1.    Changing Attributes
2.    Historical Attributes
3.    Fixed Attributes
4.    Inferred numbers

Type-1 [ Changing Attributes ]
When we are going to overwrite the column existing records. Here we are taking an example to understand the Type-1.

Suppose we have a situation where the first name of the Employee is misspelled and the wrong spelling is stored in the first name of the employee. For making the first name correct we need to add one more records for same employee so that we can overwrite the first name of the employee. This SCD transformation directs these rows to an output named Changing Attributes Updates Output.

EMPID
FIRST_NAME
FIRST_NAME
MIDDLE_NAME
101
SUBOOOOL
CHANDRA
DAS
101
SUBAL
CHANDRA
DAS

Type-2 [ Historical Attributes ]
Here we need to maintain the history of the records, where some particular value changes. Here we take an example to understand the Type-2.

Here the employee gets promoted, so the job title of the employee changes. In this case we need to maintain the history of the employee. For this type of changes there will be multiple records for the same employee with different job title. Then to indentify the current records, we can either add a column as current flag, which will be 'Y' for the current or latest records, Or else we can add two columns as START_DATE and END_DATE, through which we can maintain history of employee's records. This SCD directs these rows to two outputs: Historical Attribute Inserts Output and New Output. 

EMPID
FIRST_NAME
JOB_TITLE
START_DATE
END_DATE
CURRENT
101
SUBAL
GRADE-C
01-01-2010
01-01-2011
N
101
SUBAL
GRADE-B
01-01-2011
01-01-2012
N
101
SUBAL
GRADE-A
01-01-2012
01-01-2099
Y

Type-3 [ Fixed Attributes ]
Here in this example DOB, Employee Gender, and Nationality should never be changed. If any changes occur these columns value then either it should throw exception (error) or changes can be saved in some other destination. These changes not are applied in columns.

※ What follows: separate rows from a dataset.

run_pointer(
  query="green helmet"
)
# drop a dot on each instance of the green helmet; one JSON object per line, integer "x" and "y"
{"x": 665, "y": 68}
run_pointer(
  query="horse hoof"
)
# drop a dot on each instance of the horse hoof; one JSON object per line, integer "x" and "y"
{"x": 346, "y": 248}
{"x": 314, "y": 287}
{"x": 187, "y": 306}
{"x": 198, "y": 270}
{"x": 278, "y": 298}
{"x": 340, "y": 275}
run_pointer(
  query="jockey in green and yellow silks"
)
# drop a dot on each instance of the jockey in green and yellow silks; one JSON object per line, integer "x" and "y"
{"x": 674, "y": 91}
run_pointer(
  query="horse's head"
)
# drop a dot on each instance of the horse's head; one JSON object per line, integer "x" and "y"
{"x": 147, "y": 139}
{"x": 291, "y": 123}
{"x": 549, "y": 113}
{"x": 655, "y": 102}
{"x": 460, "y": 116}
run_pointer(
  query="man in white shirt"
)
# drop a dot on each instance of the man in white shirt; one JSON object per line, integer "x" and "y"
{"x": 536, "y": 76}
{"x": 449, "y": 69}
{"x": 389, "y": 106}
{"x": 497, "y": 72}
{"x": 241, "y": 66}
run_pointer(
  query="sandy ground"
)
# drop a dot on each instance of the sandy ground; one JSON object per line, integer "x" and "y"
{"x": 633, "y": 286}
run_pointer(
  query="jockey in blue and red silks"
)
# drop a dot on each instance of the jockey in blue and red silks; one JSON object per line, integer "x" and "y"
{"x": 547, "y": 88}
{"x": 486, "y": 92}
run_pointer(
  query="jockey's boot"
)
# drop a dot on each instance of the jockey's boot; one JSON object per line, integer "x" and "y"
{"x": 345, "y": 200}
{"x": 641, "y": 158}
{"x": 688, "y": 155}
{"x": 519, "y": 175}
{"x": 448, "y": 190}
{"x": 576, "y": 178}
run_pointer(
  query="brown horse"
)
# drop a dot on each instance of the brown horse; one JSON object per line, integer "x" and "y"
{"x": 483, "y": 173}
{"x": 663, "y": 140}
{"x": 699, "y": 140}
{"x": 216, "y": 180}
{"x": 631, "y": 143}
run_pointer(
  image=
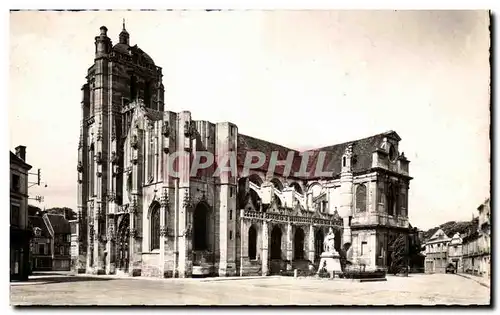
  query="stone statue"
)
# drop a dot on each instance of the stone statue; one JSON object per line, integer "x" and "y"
{"x": 329, "y": 242}
{"x": 330, "y": 258}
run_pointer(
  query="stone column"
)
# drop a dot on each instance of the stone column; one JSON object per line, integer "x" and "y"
{"x": 110, "y": 246}
{"x": 132, "y": 235}
{"x": 98, "y": 262}
{"x": 289, "y": 245}
{"x": 311, "y": 243}
{"x": 265, "y": 246}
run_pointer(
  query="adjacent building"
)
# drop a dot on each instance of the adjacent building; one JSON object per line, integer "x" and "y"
{"x": 60, "y": 231}
{"x": 455, "y": 252}
{"x": 137, "y": 216}
{"x": 477, "y": 244}
{"x": 41, "y": 243}
{"x": 20, "y": 234}
{"x": 51, "y": 244}
{"x": 436, "y": 252}
{"x": 467, "y": 253}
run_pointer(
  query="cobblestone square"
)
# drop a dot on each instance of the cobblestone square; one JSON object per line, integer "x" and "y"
{"x": 85, "y": 290}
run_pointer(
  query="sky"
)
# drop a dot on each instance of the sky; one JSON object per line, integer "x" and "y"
{"x": 303, "y": 79}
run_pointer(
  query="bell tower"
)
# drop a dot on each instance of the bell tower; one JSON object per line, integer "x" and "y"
{"x": 119, "y": 75}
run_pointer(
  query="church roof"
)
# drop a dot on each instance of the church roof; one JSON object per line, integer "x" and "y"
{"x": 126, "y": 49}
{"x": 248, "y": 143}
{"x": 362, "y": 151}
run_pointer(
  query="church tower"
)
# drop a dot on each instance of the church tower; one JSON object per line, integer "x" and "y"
{"x": 121, "y": 75}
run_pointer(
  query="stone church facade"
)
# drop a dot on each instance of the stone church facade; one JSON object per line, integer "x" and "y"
{"x": 137, "y": 216}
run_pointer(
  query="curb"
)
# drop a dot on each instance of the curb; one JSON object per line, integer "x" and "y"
{"x": 211, "y": 279}
{"x": 470, "y": 278}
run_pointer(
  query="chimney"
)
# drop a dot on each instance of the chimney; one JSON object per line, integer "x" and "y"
{"x": 21, "y": 152}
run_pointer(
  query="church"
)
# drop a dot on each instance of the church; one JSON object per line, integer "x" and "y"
{"x": 138, "y": 217}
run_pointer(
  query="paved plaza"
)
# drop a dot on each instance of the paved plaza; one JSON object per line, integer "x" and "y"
{"x": 56, "y": 289}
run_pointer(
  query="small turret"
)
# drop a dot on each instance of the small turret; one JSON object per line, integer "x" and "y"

This SCD transformation detects changes and directs the rows with changes to an output named Fixed Attribute Output.

Type-4 [ Inferred Number ]
This are the records of the dimension, which are found missing during fact load. If we take an example, say there is a fact table which contains employee and department information. While generating the fact table from employee table and department table , sometimes happens that employee table contains some departments name which has no records in department table, and during fact table generation those records are found missing from department table, these kind of member of dimension department are called inferred member. It's like 'Fact arriving earlier than dimensions'.

This SCD transformation directs these rows to an output named Inferred Member Updates. When data for the inferred member is loaded, we can update the existing record rather than create a new one.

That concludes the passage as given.